If Gunn were writing of Penelope he would perfect her, since he never got beyond their romance and into their reality. So let me, at least, be clear. She wasn’t a saint. (If only she had been. Saints, they’re a barrel of laughs, they are, perpetually on the verge of conversion to sin. They can’t help it. Extremes always nudge their opposites in the small hours.) She was pretty enough, but not so much that you’d still have shagged her if she was completely bald. She was lucky, actually that she hadn’t turned out astonishingly gorgeous, because she wouldn’t have been quite strong enough to resist living off the benefits that condition confers. (Astonishingly gorgeous people are rarely good, for the simple reason that they don’t need to be. Hell’s absolutely stuffed with the souls of ex-stunnas and hunks, whereas Heaven’s been in a more or less perpetual state of talent-famine since human beings first started biting the dust.) Anyway, Penelope. (You see what happens when an angelic intelligence starts telling the stories of human beings? One needs parentheses of virtually infinite regress; one of those Russian dolls – only an unimaginably fertile one, with not half-a-dozen versions of herself within but several billion – such an enormously long time before you get to the last, the first, the point of origin or expiry . . . Remember, Lucifer, we are concerned here only with Gunn’s decision to end his life . . .)

Penelope’s gone down to university in London (with her tangled tawny hair and her green leather jacket and her chipped maroon nail varnish) to study Literature and to Fall in Love. And she’s met black-eyed and tea-coloured Declan Gunn.

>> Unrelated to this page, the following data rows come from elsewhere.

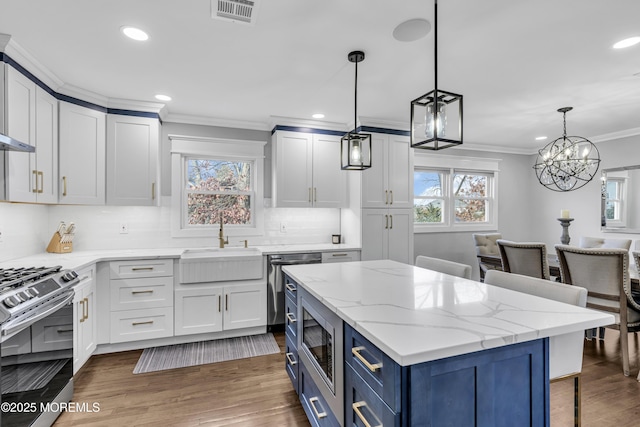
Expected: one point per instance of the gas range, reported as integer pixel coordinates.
(27, 293)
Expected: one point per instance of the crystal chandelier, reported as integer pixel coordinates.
(567, 163)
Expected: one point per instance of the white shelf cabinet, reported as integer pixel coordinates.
(307, 171)
(32, 118)
(132, 160)
(84, 317)
(389, 181)
(387, 234)
(206, 308)
(82, 155)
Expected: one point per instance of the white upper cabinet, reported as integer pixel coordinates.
(389, 181)
(307, 171)
(132, 160)
(82, 155)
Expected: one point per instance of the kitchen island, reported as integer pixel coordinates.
(425, 348)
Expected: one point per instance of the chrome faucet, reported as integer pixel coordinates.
(221, 238)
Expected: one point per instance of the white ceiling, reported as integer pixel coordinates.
(515, 61)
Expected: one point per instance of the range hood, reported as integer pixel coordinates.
(9, 144)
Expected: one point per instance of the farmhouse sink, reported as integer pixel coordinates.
(220, 265)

‘I like your forehead,’ he says, when she opens her eyes one morning. Six months in they’ve arrived at the speech of lovers – cockily tangential and thriving on apparent non sequiturs. ‘It’s sometimes like a cat’s. And your hair comes out of it in exactly the way it did when you were five.’

‘I want a tomato and some honey and some yoghurt,’ she says. ‘In my dream, I thought I’d had a baby, but when I looked down at it in my arms, it was an almond slice.’

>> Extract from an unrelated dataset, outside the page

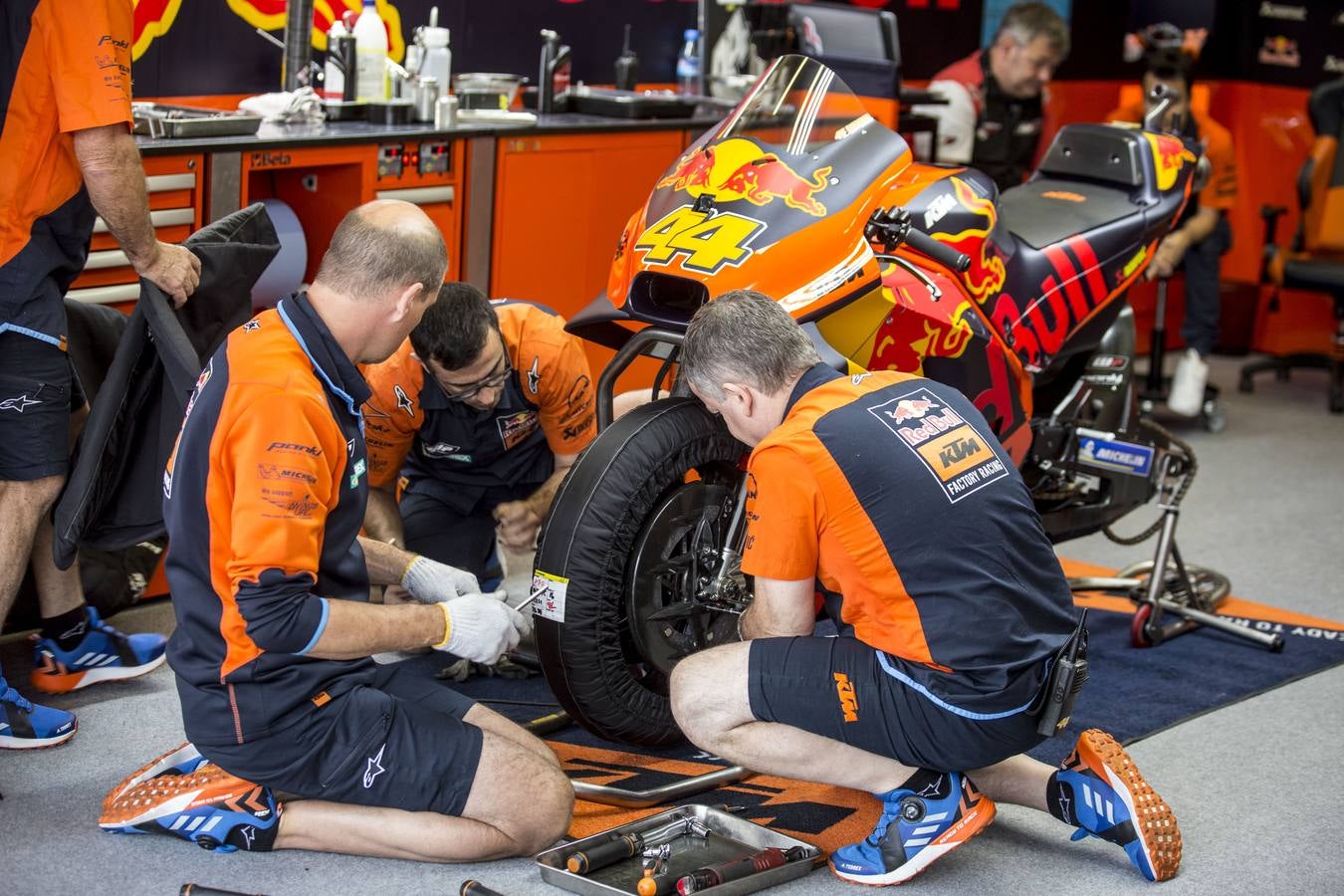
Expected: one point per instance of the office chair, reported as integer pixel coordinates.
(1316, 260)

‘And when you were at primary school,’ he says, ‘the teacher would be aware of you staring out through the window at the playing field, and he would know absolutely that you weren’t listening to a word he was saying, and the surface part of him would be irritated, but the deeper, aesthetic part of him would love you for your cat forehead and your absolute indifference to where you were and what he was trying to teach you.’

‘What’s the most important thing?’ she says, changing again.

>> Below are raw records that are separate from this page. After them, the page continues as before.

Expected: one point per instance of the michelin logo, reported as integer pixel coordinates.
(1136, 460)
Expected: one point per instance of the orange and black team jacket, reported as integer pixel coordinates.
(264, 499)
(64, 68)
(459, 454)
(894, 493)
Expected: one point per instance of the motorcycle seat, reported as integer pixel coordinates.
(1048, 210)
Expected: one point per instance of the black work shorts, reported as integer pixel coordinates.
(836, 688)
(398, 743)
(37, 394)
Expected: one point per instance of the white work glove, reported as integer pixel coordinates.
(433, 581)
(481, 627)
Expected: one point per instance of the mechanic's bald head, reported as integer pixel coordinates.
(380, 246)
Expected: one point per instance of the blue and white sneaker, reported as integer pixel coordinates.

‘Angel Delight,’ Gunn says.

‘Truth,’ Penelope says, moving her fingertips over him, mapping her ownership, guiltlessly avaricious. ‘Truth is the most important thing. Being true. Not being false.’

‘I know.’

‘But really.’

‘I know.’

‘Then Angel Delight.’

He can’t quite believe it, of course, his good fortune, his utterly undeserved luck in having found her. They delight in telling the truth to each other about the world. They’re only nineteen, so it’s not much of a world.

‘We must have babies,’ Penelope says, clambering on to him, easing herself down.

‘Eh?’

‘Not this minute,’ she says, feeling him inside her. ‘But eventually. Because if we don’t, then ugly, stupid, unkind people will, and the forces of evil and meanness will win.’

Gunn’s in a state of near mesmerism: his body’s rich torpor, the late morning’s heat. Their window is an ingot of warm gold. I don’t deserve this, he’s thinking, watching the light jangling in her hair, feeling the precise amount of her bodyweight she’s holding back – an appallingly erotic restraint – This will all have to be paid for.

He’s right.

Now – good gracious me look at the time! I only even mentioned Penelope because she’s part of what drove our Gunn to the blades and the bath. This is the way of it down here, I perceive, the frightful drudgery of finding the causes – then worse, finding the words. The immeasurably long time it all takes. Had Gunn stopped talking years ago he might have started living. It even occurred to him; predictably, when it did, he went away and wrote about it.

My dears, we’ve wandered from our course here. My fault, I know. And now I’m afraid the pull of the world draws me from this. I have, as you know, got places to go. I have, as you know, got people to see.